Wednesday, February 25, 2004

Life, liberty, and the pursuit of happiness - except for them

Bush has come out in support of a constitutional amendment banning gay marriage. If passed, it would be the first time the US constitution has been amended to limit, rather than expand, human rights. It's a potent symbol of America's decline, and a turning point on the road from shining beacon of freedom to oppressive theocracy. What happened to the nation which once proclaimed "life, liberty, and the pursuit of happiness" for all?

Meanwhile, NZPols is suggesting that the courts should be driven by public opinion, rather than the law, in making their decisions. On utilitarian grounds, of course. One wonders where this would have left the cause of (for example) Civil Rights in America... would they still have segregated schools because the public "just wasn't ready for it"?

In New Zealand, of course, we don't have US-style judicial review of laws. But NZPols points out that judges following public opinion would probably have ruled differently on the foreshore and seabed issue - which would have been a Good Thing because it would have avoided a divisive debate. Which I think perfectly illustrates my problem with the idea - that it makes people's access to due process and equal protection under the law subject to the whims of the majority.
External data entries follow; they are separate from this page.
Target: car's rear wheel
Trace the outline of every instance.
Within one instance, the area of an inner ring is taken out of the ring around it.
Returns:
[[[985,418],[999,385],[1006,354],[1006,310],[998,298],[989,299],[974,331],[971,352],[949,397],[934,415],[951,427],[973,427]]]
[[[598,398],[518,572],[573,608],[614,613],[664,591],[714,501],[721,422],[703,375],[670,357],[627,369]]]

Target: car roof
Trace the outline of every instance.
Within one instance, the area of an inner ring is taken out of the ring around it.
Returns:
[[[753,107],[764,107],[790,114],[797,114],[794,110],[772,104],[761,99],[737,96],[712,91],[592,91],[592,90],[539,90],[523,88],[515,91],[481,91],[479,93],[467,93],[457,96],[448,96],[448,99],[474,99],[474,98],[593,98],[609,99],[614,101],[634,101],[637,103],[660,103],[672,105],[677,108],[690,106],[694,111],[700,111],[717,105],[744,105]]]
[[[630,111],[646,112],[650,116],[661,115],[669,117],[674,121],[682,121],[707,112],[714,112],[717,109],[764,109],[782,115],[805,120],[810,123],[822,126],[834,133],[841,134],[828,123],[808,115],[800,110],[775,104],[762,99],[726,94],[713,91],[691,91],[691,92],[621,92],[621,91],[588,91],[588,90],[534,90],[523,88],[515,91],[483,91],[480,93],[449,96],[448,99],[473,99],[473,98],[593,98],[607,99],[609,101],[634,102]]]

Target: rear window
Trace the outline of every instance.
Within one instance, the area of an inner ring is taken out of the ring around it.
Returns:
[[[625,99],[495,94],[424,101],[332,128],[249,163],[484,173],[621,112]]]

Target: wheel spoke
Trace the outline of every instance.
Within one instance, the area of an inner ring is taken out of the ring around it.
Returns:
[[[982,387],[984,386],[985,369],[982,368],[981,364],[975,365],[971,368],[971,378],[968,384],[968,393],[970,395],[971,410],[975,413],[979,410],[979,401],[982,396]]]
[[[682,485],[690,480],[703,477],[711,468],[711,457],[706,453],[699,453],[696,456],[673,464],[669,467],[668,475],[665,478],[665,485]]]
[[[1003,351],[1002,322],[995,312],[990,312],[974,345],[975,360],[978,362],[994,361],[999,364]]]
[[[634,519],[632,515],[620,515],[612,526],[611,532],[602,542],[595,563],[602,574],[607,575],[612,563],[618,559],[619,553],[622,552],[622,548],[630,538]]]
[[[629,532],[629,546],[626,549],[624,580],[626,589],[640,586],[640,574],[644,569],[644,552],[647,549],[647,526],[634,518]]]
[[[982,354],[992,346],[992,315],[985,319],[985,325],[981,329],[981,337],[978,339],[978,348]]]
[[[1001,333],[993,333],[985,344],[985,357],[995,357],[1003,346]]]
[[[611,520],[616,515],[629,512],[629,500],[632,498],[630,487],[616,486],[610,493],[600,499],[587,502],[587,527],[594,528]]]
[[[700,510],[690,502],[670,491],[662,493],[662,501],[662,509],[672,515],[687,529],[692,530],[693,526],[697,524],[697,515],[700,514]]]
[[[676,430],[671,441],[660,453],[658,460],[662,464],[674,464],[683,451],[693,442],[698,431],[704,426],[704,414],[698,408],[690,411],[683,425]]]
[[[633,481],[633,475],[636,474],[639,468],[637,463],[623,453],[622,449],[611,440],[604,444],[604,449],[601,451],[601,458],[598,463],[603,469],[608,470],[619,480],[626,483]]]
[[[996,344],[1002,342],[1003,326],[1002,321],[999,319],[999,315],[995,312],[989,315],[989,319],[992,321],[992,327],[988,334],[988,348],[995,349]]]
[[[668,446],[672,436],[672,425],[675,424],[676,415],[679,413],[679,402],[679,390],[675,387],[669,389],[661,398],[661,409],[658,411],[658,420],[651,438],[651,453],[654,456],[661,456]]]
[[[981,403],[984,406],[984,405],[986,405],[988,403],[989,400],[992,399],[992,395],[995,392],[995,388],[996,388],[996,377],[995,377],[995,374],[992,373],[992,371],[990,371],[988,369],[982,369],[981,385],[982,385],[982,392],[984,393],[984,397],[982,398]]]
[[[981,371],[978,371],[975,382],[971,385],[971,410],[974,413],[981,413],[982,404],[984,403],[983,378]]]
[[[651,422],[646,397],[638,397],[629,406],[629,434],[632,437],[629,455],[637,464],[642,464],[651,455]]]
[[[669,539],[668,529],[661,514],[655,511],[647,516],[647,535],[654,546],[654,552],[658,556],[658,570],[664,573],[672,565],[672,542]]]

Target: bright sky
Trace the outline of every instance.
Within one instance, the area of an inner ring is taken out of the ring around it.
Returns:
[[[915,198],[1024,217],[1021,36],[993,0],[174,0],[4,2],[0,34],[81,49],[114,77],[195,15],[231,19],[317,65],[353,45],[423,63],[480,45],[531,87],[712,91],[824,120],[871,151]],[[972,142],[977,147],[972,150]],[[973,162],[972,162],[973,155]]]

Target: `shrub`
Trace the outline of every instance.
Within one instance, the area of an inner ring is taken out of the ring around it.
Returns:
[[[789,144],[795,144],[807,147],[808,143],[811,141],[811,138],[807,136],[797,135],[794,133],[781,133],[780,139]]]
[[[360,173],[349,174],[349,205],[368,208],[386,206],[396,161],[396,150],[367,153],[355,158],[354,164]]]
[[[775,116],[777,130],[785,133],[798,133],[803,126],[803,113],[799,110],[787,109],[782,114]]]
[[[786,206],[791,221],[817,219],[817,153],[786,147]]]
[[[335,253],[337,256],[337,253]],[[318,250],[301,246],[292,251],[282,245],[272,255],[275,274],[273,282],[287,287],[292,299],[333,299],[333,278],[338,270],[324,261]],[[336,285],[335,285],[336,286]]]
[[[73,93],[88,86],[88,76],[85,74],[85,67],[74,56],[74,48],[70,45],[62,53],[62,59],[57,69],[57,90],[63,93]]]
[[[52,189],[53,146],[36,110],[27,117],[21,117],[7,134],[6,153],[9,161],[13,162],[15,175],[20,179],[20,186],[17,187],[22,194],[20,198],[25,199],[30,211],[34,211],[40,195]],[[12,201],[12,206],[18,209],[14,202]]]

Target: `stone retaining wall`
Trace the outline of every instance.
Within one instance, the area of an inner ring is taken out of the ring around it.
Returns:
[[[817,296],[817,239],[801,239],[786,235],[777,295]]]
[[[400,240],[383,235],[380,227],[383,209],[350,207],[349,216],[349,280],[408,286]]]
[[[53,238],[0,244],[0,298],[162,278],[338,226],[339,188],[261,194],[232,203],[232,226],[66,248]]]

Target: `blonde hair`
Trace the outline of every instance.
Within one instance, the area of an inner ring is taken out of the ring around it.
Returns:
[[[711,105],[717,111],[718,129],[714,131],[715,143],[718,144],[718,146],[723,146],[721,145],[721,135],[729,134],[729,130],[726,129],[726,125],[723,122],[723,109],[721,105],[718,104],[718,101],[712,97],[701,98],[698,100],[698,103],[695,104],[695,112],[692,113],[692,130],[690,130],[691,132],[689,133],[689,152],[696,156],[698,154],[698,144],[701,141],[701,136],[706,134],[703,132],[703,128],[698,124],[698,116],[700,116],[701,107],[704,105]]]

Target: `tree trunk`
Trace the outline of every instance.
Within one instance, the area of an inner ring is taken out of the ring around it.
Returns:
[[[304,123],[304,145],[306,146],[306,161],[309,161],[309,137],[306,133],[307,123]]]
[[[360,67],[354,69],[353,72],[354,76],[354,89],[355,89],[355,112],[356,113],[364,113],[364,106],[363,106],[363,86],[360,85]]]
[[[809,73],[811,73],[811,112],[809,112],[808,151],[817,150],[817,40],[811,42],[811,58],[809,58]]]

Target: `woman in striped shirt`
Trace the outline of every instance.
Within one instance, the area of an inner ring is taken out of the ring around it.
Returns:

What is being suggested here is a return to the bad old days of partial justice, where minorities or socially powerless groups were unable to enforce their legal rights - not because they didn't have access to the courts, but because the facts of the case were less relevant than the relative status of plantiff and defendant.

(It is also a perfect example of one of the knockdown arguments against utilitarianism: that it legitimises the systematic oppression of unpopular minorities if everyone is "better off" (under whichever criteria you use) that way. Whether the oppressed are "better off", or why they should suffer for the benefit of others is somehow considered to be beside the point.)

Interpreting the law is a slippery business, but I'd far prefer that judges kept public opinion out of it, thankyouverymuch.